I lost both of my grandmothers in the span of three months.
My Nana had been on home hospice for a while and at the end of her life, was moved to Sanctuary Hospice House. I got to sit with her for many days. I recorded the experience and my thoughts during that time on my Instagram account, so I can look back at those memories in detail later. She passed in the early morning hours at the end of May.
My Granny left this world the last Sunday in August. It happened a bit more suddenly than we expected. She had been fighting health issues for a while, but when they admitted her to the hospital, we expected her to get better and come home. She did get to come home, but on hospice. And her home hospice stay was much shorter than my Nana’s. She came home on a Wednesday and by Sunday, she went to her heavenly home.
I was alone in the room with her when she breathed her last breath. It was the most moving, terrifying, and beautiful experience I have ever had. The details are recorded in my journal, but I will just say here, I felt a warmth and a peace and a fear like the hand of God himself reached down and carried her soul to Heaven. Words cannot do justice to what went on in that room when my Granny left her body behind.
Both of these experiences in being able to help care for my grandmothers in their last days have changed me. Here are three lessons I learned.
1. Life’s events sometimes happen in particular ways in order to bring about what God knows is best. Everything I thought would fall into place for the summer fell apart. I didn’t pass the Math Praxis exam and if I had, I would have made it into the alternate licensing program which started in June. That means I would have missed the opportunity to be with my Nana at the end of her days due to preparing for that program, and her funeral would have occurred during the first days of that program which would have added stress on me and thereby, my family during a time we needed to travel out of state and come together to love on each other.

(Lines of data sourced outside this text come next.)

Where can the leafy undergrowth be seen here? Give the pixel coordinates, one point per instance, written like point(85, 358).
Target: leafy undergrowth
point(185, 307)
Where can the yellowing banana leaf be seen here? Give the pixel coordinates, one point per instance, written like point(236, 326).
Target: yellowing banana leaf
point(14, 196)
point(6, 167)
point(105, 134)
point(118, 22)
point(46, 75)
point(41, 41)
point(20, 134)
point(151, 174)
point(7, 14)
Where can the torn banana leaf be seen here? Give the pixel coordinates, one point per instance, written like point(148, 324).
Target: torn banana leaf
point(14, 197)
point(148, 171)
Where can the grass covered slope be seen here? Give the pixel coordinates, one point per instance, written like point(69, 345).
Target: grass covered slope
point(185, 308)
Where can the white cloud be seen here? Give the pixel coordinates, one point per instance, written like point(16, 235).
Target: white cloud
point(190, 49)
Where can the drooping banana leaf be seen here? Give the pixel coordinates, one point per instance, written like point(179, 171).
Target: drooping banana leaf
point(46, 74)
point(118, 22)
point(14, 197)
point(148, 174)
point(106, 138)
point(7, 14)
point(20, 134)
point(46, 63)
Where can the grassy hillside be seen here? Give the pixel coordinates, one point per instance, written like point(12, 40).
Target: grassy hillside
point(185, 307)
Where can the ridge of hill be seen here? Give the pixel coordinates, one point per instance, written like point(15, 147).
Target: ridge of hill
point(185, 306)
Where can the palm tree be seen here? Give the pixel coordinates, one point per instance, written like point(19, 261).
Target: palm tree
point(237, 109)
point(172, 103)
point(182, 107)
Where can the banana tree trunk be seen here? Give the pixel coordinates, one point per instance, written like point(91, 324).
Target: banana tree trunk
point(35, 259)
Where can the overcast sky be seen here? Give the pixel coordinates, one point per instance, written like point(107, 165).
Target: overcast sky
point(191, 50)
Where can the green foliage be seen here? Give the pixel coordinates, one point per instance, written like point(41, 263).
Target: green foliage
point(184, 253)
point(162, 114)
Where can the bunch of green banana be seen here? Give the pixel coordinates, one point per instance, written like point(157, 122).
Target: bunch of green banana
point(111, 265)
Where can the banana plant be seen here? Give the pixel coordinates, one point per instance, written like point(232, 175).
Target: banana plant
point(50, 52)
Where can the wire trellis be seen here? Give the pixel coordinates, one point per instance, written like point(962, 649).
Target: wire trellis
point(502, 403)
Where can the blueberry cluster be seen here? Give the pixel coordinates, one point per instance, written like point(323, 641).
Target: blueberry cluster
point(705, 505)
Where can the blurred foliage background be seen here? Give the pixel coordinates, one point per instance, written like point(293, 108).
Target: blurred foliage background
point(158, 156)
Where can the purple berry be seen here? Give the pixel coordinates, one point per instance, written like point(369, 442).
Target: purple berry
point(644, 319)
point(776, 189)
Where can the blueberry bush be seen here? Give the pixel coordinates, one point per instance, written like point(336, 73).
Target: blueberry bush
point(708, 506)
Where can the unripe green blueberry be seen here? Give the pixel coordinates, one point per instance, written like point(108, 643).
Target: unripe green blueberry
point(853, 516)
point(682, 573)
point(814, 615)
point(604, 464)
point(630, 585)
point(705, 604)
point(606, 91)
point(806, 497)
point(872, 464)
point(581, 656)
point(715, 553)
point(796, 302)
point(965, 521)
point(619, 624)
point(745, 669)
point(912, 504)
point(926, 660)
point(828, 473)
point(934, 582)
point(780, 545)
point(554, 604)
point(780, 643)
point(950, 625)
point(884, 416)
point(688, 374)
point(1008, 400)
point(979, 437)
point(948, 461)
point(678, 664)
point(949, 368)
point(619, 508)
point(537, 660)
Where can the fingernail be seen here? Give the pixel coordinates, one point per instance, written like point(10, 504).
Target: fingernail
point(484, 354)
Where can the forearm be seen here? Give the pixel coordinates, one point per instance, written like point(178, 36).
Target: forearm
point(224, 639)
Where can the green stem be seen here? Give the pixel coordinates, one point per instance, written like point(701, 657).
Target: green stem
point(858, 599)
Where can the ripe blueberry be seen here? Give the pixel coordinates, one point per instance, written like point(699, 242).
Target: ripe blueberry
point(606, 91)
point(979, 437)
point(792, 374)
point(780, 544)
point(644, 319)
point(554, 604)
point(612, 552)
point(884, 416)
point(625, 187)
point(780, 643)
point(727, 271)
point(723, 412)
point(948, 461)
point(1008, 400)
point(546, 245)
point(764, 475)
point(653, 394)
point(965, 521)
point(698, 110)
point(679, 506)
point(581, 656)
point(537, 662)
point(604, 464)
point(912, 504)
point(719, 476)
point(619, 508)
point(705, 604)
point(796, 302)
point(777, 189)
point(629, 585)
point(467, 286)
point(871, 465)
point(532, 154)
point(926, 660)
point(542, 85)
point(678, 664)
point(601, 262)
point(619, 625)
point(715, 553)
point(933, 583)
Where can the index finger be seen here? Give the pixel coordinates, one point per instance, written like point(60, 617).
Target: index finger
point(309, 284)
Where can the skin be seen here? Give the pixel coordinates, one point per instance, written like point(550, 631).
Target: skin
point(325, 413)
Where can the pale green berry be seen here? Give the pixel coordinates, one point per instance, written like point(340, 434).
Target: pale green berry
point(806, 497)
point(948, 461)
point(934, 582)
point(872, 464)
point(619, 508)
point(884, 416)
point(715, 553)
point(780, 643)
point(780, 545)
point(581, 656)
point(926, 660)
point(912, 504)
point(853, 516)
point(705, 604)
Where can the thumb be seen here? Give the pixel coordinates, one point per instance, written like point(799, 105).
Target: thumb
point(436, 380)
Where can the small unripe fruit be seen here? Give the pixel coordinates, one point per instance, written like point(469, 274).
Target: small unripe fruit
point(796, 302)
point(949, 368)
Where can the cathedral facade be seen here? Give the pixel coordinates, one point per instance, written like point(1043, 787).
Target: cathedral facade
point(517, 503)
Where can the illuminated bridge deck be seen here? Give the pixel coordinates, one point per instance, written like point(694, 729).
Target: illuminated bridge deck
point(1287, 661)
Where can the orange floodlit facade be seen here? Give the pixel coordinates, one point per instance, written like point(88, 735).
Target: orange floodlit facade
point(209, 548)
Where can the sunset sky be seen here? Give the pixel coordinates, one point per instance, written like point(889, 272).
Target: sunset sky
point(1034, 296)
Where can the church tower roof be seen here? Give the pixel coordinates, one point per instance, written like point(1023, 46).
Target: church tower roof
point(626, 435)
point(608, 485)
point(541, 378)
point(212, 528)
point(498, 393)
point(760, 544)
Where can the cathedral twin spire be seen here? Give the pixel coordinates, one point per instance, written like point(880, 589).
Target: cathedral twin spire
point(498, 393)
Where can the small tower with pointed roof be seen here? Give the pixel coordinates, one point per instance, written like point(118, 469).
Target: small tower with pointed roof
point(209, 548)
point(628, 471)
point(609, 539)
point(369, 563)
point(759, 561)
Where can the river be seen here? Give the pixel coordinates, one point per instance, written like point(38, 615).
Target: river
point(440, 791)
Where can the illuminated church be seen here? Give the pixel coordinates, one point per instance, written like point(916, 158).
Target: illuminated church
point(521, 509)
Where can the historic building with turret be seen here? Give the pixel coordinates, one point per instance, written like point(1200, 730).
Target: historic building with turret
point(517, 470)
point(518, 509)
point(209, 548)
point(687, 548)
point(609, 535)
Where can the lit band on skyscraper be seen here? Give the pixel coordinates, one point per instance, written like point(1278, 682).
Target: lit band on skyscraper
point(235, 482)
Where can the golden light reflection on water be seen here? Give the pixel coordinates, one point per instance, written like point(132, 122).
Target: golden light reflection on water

This program, along with the job I turned down (see previous post) would also have robbed me of time spent with my Granny during her last few weeks. I was one of the people who drove her to her infusion appointments and sat with her at various doctor’s appointments. We got to talk and spend time together and encourage each other in a way I hadn’t been able to since I moved from across the street four years ago. I also would not have been able to sit with her and my mother at the hospital. And I certainly would not have been able to sit beside her bed, read requested Bible verses to her, and sing with her two days before she passed.
If things had come together like I had hoped, I would have missed out on both of the experiences with my grandmothers. Instead, I have moments I can treasure for the rest of my life. So when things don’t go as you plan, just know God can see the big picture. We are limited by what we think we know.
2. Our society puts way too much stock in what we do for a living. Why do we define ourselves by our job titles? We are so much more than that! I am a wife, mom, daughter, sister, granddaughter, aunt, niece, cousin, and friend. I am a writer, because I write (whether or not I get published or paid for it). I am a furbaby mom, because I adopted dogs and cats. I am a singer, because I sing. I am a co-leader/teacher, because I help teenage girls grow in their knowledge and love of Jesus. I am a nature lover, wildlife admirer, and traveler. I love laughter, hugs, kisses, reading, cooking, spending time with family, and also alone time. I am empathetic, kind, loving, protective, moody, and much more.
I am not limited to the role in which I work, and to put that as the most important aspect of myself limits me. Most importantly, I am a warrior of Light, a soldier of Love, and the daughter of the One True King. I am not perfect, and I will forget who I am at times, but one thing I am sure of is I am loved. You too, are loved. You are so much more than the label society puts upon you. Enjoy who you are rather than focus on what you do to pay the bills. I assure you, when our time comes, our job titles are the least important component to our identities.
3. Time is so much shorter than we realize. When they told my Granny there was nothing more they could do, and began talking to her about hospice, she was floored. She repeatedly said she couldn’t believe it would end like this, or that she couldn’t believe this was it. At the visitation, people said things like, “She was ready,” but the truth is, she wasn’t. The day before she passed, she knew time was drawing near. She was so tired, but my Granny wasn’t ready to let go. She was a fighter, and her main purpose was to tell others about Jesus. Even at almost 80, the end came too quickly and her life went by too fast. This made me even more aware at how being present in the moment is crucial for enjoying life and possibly slowing things down a bit.
The way we live now is hurrying from one activity to the next, or hiding ourselves within our phones. We even try saving moments by snapping pictures or taking videos, but when we do that, we miss being there, being present, and getting lost in those little things the camera can’t capture. (I’m not saying to not take pictures, only that there is no need to record every single moment of an occasion. Remember to put down the phone. Otherwise, you miss participating in the moment.) The best way to live well is to be present, stop rushing, and most certainly, stop wishing for the next big thing. Enjoy now, because sooner than later, it’ll all be over.
So, wake up. Laugh. Dance. Enjoy food in fellowship. Spend time with others. Be silly. Sing. Cry. Hug. Kiss. Forgive. Celebrate. Be authentic. Speak truth in love. Help others. Embrace the moment. Love fiercely. Live boldly. When our time is up, it’s over. So, live well, my friends. Live well.